Disclaimer: Los personajes pertenecen a la excelente escritora JK Rowling, yo solo juego con ellos ;) .
Summary: Draco Malfoy es el soltero de oro del mundo mágico. Un engreído insoportable, caprichoso, mujeriego y narcisista, con matrícula de honor en mojar las bragas de la población femenina. Su nuevo capricho ya tiene nombre y apellido: Hermione Granger.
La chica del pañuelo verde
Capítulo dos:
The magical penis.
"Me temo que con mi media naranja alguien se ha hecho un zumo"
.
-Espera. Creo que no te he entendido bien.
-Me has entendido perfectamente, Ginny – Masculló entre dientes. La joven estaba convencida que lo estaba haciendo adrede, quería cabrearla, y lo iba a conseguir.
-¿Le dijiste a Draco Malfoy, – Comenzó a preguntar apretando sus labios para no largarse a reír. - que si la iba a curar con su pene mágico?.
Hermione la fulminó con la mirada, pero eso no pareció inquietar a la pelirroja, que seguía haciendo grandes esfuerzos por no reír. Su cara estaba tan roja que Hermione pensó que ya mismo no se le diferenciaría del pelo.
-Sí. – Afirmó cortante.
-Esto es demasiado bueno para ser cierto. Ahora sabemos que Malfoy no necesita barita para hacer magia. – Se carcajeó. Luna también dejó escapar una sonrisa.
Genial. Ni si quiera Luna siente empatía por mí.
-No os cortéis, por favor. Sed libres de reíros en mí cara. – Comentó sarcástica cruzándose de brazos.
La pelirroja ignoró el sarcasmo de Hermione y continuó riéndose, Luna en cambio la miró, y se recompuso rápidamente.
-Perdona, Hermione. – Se disculpó sinceramente. – Pero no esperaba esa contestación viniendo de ti. Es algo que diría Ginny.
La castaña se odiaba por no poder mantenerse enfada por mucho tiempo cuando Luna la miraba con esos expresivos ojos azules llenos de arrepentimiento.
-Esta pelirroja es una mala influencia. – Sentenció la castaña mirándola divertida. Luna se relajó al instante. Y Ginny, más allá de sentirse ofendida, sonrió encantada. Para ella que la culparan de semejantes comentarios era un halago.

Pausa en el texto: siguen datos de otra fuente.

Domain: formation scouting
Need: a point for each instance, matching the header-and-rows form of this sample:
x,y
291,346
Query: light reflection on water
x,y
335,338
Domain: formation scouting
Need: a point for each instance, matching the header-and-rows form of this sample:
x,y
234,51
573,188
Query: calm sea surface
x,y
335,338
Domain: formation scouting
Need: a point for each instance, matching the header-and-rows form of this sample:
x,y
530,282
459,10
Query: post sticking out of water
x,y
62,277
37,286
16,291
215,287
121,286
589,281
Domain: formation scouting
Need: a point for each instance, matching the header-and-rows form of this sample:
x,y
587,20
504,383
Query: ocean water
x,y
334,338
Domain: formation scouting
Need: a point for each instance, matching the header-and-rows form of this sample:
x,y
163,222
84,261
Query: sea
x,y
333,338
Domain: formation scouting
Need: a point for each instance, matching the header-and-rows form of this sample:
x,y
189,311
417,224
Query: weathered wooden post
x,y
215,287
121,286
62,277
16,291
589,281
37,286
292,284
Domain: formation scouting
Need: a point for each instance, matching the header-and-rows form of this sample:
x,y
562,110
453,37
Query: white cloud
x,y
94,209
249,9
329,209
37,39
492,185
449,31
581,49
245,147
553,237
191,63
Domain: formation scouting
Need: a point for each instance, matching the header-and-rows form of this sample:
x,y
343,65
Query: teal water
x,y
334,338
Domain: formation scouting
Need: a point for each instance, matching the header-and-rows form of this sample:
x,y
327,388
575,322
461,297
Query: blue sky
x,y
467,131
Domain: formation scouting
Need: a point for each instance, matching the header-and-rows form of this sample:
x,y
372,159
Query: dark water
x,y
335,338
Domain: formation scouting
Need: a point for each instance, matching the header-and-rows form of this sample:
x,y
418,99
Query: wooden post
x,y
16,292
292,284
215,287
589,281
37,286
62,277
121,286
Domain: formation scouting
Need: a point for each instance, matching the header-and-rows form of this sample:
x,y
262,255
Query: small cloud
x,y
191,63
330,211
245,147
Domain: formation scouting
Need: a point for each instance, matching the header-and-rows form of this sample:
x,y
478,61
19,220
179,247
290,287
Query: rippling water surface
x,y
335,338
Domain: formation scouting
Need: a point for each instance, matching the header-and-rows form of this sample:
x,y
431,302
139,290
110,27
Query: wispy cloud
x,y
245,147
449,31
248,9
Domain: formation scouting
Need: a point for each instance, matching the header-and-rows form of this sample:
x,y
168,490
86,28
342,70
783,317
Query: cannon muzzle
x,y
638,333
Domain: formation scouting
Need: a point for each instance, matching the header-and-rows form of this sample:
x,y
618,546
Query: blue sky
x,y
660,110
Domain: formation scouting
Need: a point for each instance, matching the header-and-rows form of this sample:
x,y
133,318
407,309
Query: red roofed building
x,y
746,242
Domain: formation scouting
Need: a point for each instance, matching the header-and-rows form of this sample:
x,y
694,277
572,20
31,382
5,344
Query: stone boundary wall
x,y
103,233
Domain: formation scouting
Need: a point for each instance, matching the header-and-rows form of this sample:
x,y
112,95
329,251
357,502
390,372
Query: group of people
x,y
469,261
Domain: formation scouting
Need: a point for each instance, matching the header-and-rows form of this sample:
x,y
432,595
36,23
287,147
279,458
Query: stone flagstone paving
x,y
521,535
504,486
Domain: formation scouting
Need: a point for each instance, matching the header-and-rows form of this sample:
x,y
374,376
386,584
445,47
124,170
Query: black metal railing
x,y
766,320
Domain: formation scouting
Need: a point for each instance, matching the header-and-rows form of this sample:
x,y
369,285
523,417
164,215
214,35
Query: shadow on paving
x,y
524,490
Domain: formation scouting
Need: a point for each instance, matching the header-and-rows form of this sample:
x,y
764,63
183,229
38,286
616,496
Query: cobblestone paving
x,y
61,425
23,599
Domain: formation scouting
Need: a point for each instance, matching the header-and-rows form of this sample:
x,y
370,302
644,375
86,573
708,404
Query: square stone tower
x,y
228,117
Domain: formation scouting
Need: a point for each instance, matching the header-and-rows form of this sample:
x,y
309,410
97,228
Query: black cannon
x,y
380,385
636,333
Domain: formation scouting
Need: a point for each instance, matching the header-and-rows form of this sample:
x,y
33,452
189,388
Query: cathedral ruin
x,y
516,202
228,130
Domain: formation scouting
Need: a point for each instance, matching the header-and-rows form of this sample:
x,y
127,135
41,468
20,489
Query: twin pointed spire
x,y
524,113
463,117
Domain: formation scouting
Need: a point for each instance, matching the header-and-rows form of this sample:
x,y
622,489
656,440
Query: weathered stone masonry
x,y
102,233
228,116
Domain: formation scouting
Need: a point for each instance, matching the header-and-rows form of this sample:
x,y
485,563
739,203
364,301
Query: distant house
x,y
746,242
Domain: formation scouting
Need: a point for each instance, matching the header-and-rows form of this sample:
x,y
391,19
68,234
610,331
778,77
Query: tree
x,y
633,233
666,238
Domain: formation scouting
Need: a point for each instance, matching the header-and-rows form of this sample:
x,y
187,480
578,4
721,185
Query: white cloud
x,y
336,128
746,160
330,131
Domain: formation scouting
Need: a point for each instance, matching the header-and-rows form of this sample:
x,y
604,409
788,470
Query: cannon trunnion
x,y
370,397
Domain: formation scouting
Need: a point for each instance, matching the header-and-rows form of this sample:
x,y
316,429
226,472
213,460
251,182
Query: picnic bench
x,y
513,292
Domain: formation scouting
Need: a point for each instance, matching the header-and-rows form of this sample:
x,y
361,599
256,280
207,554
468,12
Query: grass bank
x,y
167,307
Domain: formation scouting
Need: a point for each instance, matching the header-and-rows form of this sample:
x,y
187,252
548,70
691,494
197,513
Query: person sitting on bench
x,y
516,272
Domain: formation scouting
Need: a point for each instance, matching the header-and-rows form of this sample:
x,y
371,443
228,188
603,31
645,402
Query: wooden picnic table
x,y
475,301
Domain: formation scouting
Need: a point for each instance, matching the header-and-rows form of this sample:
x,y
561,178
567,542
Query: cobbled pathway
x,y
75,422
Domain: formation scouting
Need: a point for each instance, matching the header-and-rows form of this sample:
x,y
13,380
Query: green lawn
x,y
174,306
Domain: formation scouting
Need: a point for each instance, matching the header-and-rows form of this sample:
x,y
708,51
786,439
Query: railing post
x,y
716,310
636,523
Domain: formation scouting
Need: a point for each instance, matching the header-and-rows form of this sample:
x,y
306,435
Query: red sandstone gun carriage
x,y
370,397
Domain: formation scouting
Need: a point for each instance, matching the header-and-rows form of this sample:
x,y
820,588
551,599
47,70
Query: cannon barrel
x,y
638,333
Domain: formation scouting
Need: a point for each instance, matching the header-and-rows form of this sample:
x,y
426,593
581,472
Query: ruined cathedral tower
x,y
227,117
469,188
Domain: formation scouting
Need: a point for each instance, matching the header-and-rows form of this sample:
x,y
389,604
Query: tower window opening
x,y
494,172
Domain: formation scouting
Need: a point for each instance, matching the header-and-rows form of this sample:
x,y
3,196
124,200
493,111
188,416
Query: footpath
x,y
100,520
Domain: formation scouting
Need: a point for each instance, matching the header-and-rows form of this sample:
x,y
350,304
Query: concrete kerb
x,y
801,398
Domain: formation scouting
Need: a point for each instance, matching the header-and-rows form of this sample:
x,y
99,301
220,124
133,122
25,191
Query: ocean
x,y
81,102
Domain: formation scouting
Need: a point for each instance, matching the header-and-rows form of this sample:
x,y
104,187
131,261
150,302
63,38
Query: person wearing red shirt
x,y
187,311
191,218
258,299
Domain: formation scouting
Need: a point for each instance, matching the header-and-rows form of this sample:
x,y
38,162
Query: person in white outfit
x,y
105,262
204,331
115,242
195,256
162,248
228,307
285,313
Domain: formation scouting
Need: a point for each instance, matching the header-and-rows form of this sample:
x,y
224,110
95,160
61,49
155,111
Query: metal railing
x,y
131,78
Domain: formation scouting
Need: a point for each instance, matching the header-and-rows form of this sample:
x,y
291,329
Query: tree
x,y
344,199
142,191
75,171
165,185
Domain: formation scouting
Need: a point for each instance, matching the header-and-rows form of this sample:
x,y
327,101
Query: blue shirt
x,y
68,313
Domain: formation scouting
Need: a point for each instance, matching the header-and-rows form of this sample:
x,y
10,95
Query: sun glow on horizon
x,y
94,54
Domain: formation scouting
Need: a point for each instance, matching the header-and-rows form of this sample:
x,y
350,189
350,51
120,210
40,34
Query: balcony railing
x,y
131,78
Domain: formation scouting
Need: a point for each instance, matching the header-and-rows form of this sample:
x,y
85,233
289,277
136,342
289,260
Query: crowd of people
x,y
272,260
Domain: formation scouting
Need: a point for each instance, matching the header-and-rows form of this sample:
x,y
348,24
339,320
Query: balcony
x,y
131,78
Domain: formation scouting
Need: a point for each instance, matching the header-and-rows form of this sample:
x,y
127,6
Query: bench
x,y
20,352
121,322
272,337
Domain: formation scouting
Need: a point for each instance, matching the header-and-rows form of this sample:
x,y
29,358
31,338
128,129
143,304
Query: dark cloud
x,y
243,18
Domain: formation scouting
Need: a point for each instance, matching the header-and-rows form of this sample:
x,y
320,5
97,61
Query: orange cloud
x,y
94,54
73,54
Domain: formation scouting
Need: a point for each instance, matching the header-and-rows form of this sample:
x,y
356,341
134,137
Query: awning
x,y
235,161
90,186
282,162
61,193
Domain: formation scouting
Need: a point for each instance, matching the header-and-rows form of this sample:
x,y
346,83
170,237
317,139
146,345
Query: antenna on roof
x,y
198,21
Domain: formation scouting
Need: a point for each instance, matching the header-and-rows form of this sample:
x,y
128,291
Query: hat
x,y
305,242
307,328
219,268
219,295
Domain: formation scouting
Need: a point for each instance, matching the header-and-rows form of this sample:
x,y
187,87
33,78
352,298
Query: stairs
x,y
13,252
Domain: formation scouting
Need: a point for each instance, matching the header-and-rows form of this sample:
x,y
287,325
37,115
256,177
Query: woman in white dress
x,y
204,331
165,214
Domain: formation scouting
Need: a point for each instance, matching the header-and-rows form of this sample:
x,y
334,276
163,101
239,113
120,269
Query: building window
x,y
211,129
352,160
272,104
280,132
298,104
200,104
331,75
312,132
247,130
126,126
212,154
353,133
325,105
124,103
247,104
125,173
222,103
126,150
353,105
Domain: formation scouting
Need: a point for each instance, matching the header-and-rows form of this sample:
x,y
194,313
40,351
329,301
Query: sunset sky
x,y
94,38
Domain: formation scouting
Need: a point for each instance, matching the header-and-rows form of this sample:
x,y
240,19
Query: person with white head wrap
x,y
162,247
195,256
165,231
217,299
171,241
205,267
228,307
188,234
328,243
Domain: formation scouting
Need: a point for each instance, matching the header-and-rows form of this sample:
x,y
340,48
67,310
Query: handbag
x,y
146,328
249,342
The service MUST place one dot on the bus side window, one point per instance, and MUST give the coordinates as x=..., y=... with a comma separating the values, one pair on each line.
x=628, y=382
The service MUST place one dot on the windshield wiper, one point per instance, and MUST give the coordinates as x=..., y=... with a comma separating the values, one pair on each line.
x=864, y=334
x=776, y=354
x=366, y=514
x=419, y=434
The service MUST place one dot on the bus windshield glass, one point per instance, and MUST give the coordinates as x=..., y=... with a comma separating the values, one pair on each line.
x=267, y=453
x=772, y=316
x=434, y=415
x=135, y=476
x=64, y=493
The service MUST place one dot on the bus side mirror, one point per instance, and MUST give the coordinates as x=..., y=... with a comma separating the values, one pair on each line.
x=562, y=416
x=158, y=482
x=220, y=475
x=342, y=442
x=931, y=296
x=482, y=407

-No lo niegues, Hermione. Te mueres por jugar a los médicos con Malfoy. – Sonrió pícara.
Hermione se sonrojó violentamente.
-No digas estupideces. – Siseó.
-No las digo. Yo misma me ofrecería a jugar con él. – Reveló Ginny. – Lo he visto por el Ministerio, y no me importaría enfermar si sé que él va a curarme.
Hermione también lo había visto caminando por los pasillos, solo que ella con una actitud poco digna de una Gryffindor, lo observaba como una cobarde desde las sombras. No quería tener que enfrentarlo después de la conversación que tuvieron el lunes.
-¡Por Merlín, Ginevra!. – Musitó la castaña. - ¡Estamos hablando de Draco Malfoy!.
-¿Y qué?. – Le guiñó un ojo a la ex–Gryffindor. – Ya no estamos en Hogwarts. Puedo permitirme el pensar en él como hombre, y no como enemigo.
-¡Pero es un Malfoy!. – Repitió más para convencerse a sí misma que a Ginny.
-No es más que un nombre, ¿no es cierto?. Lo importante es lo que somos por dentro. – La apoyó Luna. – Yo jamás pensé que podría llegar a tener algo con Theo, y mírame. – Terminó de hablar sonriendo.
Hermione tuvo que reconocer que las chicas tenían la balanza a su favor. Ella había podido comprobar que Draco no era el mismo de antes, pero aun así, le costaba aceptarlo. ¿Cómo una persona puede cambiar tanto?. Y Hermione barajó algunas respuestas, pero la más acertada podría ser que su padre ya no le influenciaba como lo hacía antes. ¿Sería entonces este el verdadero Draco Malfoy?. Hermione suspiró, no quería pensar ni hablar más sobre el rubio, por lo que decidió desviar la conversación a otro asunto que le intrigaba.
-Ginny. – La llamó la castaña. – ¿Qué fuiste a comprar?.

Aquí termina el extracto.